Gillaspie's future could include more power
CHICAGO -- Conor Gillaspie entered Wednesday's game at Wrigley Field leading American League rookies in hits (38) and extra-base hits (11), while ranking second in on-base percentage (.354), average (.292) and slugging (.431) and third in homers (three).
Gillaspie has been consistent over his 130 at-bats this season by trying not to do too much with what the pitcher gives him, flashing a solid swing featuring good gap power. But White Sox hitting coach Jeff Manto believes Gillaspie could hit for longer distance in the future, playing a position that usually demands extra-base potential.
"He'll go 10 to 15 [homers] at some point," Manto said of Gillaspie, who was acquired from the Giants for Minor League pitcher Jeff Soptic on Feb. 22. "We have to remember that he's doing so well right now that he's simply a rookie.
"He has to learn the pitchers. He has to learn different counts on what he's able to do at this level. We'll see where he fits in. I don't know quite yet. I know he definitely can hit for average."

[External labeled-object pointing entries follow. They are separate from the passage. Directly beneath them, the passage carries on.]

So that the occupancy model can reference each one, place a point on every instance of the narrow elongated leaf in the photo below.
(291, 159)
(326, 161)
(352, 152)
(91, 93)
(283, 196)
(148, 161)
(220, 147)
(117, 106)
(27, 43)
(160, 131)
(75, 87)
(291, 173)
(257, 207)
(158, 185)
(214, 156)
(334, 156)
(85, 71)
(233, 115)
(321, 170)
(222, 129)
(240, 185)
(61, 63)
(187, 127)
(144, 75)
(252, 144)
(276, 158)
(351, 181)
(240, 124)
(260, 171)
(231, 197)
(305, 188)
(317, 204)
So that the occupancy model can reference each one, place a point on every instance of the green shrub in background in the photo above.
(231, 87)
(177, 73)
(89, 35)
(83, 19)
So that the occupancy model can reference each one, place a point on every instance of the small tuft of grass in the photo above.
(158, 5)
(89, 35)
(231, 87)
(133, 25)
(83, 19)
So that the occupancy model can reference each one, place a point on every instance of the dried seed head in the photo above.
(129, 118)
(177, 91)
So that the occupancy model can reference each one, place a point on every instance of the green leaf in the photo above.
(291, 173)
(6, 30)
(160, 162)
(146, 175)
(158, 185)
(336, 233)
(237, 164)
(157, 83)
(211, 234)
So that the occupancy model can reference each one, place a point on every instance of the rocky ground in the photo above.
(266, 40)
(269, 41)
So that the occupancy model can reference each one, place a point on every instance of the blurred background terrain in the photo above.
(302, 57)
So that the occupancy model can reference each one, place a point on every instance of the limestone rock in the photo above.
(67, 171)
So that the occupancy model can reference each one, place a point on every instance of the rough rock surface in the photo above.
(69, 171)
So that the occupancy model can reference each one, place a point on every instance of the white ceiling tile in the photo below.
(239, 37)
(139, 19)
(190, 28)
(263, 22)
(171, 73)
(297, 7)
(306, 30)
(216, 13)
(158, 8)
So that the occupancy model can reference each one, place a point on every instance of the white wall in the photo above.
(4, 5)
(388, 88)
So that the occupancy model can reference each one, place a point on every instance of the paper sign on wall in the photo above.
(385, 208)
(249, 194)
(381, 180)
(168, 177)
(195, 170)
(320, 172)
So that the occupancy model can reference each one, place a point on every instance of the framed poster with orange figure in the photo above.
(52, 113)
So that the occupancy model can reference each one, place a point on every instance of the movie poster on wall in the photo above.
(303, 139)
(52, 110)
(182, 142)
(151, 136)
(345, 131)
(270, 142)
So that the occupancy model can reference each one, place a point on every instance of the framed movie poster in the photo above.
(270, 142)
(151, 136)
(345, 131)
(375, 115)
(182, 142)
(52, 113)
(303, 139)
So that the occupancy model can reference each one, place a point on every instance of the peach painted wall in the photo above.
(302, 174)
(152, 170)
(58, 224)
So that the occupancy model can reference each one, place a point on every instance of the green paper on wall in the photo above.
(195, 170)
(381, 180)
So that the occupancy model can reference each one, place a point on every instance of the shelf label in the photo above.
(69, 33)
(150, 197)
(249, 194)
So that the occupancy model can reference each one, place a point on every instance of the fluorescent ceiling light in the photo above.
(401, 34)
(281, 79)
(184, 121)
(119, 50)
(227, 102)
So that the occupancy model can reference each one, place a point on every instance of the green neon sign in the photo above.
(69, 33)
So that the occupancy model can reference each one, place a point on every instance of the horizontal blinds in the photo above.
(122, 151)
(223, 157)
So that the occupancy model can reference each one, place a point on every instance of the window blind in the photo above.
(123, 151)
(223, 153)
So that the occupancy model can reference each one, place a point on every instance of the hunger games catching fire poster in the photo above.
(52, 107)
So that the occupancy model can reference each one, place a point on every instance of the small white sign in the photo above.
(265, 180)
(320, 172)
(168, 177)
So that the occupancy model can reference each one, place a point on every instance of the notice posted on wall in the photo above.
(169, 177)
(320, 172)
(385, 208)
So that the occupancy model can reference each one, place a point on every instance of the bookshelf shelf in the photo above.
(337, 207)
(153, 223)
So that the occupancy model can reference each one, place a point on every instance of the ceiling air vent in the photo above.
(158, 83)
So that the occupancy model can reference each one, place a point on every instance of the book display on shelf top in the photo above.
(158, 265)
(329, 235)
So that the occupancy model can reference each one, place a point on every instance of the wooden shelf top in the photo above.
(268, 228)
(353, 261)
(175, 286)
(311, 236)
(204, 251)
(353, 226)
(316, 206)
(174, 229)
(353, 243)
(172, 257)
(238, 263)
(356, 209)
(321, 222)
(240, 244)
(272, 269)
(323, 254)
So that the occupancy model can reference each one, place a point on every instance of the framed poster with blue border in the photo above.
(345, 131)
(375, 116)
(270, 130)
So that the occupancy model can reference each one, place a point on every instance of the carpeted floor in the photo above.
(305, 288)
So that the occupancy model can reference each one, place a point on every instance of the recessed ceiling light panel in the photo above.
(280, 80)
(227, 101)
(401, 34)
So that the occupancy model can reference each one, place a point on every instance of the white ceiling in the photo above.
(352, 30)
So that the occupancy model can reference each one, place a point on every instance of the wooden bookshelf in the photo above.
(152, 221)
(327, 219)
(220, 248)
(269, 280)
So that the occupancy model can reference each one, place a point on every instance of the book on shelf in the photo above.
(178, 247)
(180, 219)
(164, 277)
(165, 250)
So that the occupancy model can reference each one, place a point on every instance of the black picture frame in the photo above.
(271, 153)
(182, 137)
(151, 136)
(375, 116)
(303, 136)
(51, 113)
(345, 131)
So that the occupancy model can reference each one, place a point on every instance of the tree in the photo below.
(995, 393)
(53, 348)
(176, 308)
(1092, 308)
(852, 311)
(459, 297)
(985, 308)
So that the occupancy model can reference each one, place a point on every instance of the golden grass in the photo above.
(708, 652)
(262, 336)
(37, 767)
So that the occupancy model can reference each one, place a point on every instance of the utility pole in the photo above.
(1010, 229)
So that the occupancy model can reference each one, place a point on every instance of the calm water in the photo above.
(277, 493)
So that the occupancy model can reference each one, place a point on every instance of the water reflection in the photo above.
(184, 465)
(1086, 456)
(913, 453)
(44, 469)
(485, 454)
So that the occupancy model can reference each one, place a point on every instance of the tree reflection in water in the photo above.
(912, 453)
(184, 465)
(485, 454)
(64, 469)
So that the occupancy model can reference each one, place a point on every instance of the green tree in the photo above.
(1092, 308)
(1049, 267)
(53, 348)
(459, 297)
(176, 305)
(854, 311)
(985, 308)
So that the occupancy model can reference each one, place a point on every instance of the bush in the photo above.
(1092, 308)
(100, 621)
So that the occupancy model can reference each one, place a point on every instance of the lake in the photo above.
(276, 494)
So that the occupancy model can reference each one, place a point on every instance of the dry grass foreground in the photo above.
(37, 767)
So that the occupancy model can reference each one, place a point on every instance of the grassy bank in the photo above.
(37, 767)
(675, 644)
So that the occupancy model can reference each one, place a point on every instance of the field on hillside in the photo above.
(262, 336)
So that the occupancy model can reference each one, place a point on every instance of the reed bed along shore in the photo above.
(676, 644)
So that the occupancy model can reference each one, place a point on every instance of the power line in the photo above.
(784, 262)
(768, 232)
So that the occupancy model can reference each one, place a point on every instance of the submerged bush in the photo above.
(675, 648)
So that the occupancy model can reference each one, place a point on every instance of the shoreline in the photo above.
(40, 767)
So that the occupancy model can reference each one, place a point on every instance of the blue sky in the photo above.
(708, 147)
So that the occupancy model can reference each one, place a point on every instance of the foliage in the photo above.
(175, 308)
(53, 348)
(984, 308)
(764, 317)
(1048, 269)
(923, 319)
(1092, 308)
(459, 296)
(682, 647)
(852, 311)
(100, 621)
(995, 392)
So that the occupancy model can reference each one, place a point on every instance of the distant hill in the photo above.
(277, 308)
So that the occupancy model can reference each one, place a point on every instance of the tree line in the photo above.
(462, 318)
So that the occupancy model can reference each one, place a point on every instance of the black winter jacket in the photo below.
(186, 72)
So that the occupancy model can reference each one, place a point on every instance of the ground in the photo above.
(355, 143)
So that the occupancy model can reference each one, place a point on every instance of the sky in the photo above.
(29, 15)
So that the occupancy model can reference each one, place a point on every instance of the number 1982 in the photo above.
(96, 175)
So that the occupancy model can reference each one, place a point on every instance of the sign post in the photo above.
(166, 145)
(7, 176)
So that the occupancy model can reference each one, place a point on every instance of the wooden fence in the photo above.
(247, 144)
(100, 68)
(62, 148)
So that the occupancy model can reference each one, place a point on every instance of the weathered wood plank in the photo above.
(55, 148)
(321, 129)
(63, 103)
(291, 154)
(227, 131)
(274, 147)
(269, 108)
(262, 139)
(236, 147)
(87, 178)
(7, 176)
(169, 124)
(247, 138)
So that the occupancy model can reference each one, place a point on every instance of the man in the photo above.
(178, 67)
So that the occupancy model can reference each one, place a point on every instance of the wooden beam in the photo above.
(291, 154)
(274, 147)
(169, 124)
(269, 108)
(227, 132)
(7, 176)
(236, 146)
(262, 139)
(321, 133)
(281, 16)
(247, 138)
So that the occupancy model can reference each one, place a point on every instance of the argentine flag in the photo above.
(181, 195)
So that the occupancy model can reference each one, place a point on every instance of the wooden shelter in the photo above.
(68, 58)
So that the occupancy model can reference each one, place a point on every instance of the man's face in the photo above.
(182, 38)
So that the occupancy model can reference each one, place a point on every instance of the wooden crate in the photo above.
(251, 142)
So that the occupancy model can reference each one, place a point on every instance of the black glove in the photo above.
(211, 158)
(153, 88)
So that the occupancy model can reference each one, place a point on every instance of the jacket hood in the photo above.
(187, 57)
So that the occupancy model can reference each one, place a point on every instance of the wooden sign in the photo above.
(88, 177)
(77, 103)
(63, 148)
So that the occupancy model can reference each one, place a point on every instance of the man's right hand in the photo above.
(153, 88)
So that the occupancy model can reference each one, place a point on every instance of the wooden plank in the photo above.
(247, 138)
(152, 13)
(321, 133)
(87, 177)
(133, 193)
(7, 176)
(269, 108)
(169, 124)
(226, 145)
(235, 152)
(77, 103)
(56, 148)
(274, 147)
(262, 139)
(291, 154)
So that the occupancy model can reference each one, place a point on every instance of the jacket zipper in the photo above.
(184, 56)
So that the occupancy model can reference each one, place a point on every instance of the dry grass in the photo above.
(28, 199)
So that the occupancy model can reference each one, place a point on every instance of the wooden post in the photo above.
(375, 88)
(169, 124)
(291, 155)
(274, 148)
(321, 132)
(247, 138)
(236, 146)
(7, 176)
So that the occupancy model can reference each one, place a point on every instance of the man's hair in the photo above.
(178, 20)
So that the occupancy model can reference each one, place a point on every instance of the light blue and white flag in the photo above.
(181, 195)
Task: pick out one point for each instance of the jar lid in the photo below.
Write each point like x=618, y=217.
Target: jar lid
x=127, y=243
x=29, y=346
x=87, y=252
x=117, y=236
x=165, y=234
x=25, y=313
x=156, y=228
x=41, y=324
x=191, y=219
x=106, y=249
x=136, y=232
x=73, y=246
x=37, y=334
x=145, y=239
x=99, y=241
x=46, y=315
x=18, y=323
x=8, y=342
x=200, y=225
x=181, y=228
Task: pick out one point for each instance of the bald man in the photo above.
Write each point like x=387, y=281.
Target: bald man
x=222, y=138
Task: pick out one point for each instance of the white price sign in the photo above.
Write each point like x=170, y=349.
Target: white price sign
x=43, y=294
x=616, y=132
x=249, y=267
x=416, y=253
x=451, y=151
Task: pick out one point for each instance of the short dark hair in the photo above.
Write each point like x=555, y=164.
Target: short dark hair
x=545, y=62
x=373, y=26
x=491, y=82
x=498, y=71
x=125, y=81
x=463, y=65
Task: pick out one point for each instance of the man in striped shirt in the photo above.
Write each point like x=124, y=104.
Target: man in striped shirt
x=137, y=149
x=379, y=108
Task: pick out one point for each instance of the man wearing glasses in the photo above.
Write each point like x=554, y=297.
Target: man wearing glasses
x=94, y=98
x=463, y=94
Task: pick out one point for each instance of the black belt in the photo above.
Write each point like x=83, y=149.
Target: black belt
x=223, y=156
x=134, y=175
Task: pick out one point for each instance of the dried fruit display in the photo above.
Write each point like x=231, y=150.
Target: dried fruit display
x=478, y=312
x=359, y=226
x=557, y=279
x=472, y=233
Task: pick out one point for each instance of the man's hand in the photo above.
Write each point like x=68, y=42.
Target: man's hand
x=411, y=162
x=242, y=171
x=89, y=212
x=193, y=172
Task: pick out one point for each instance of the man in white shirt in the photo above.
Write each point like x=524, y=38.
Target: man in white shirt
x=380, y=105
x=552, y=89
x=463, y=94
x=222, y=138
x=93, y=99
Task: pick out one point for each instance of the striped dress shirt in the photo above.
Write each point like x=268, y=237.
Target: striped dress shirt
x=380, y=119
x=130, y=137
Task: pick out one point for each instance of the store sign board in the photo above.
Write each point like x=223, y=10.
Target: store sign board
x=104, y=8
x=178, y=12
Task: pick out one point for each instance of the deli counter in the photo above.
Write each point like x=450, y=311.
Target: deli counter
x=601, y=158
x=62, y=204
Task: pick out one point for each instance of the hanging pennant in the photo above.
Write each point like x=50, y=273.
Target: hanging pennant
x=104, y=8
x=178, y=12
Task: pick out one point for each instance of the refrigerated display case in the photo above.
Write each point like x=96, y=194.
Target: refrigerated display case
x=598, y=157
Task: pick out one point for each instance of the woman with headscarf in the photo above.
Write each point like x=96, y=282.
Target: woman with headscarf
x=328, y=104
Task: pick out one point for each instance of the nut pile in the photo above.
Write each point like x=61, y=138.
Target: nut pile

One of the reasons Gillaspie can hit for average is his fundamentally sound swing.
"It's a low-maintenance swing, that's for sure. He's a low-maintenance guy and he's very intense," Manto said. "You have to tell him things once. There's very little timing mechanisms going on with him. You have a guy who is as intense and as intelligent as he is, it makes for an easy day."
Beckham to resume rehab stint with Charlotte
CHICAGO -- Gordon Beckham will resume his Minor League rehab assignment with Triple-A Charlotte on Thursday after being shut down last Friday while experiencing ongoing soreness in his surgically repaired left hand. Beckham had a fractured hamate bone removed in that hand.
Beckham, who has not played at the big league level since April 9, is 7-for-22 during five rehab games. He probably will only need a handful of games with the Knights if all goes well, and he could rejoin the White Sox after the out-of-Chicago part of the team's eight-game road trip.
"He'll probably come back when we're back for Oakland [on June 6]," White Sox manager Robin Ventura said. "I don't see him making it back when we're in Seattle [from June 3-5]."
Third to first
• Adam Dunn got the start at first on Wednesday, with Konerko on the bench. Dunn's 43 career homers against the Cubs are the second most among active players behind Albert Pujols (53).
"Last night, having played and the quick turnaround for Paulie," Ventura said of the reason for Dunn's start, with no designated hitter in the National League ballpark. "He'll be in there tomorrow, and Dunner won't be. It's just more of giving him that quick turnaround and going from there.
"Both of them probably [have good numbers at Wrigley]. You flip a coin with both of them as far as putting them in there. You can only play one of them. You can put Dunn in left, but I don't know if today's the day to do that."
• White Sox television play-by-play announcer Ken "Hawk" Harrelson missed Wednesday's game due to a sore throat. Steve Stone moved over to the play-by-play role, with Mike Huff serving as the analyst.
• The White Sox had an area scout present at the recent open workout of Chad Jones. The one-time teammate at LSU of current White Sox prospect Jared Mitchell originally went the football route after being drafted by the New York Giants, but never played following a 2010 car accident in New Orleans. Jones is being looked at as a left-handed pitcher, and he held some previous interest from the White Sox as a potential Draft pick before he chose football.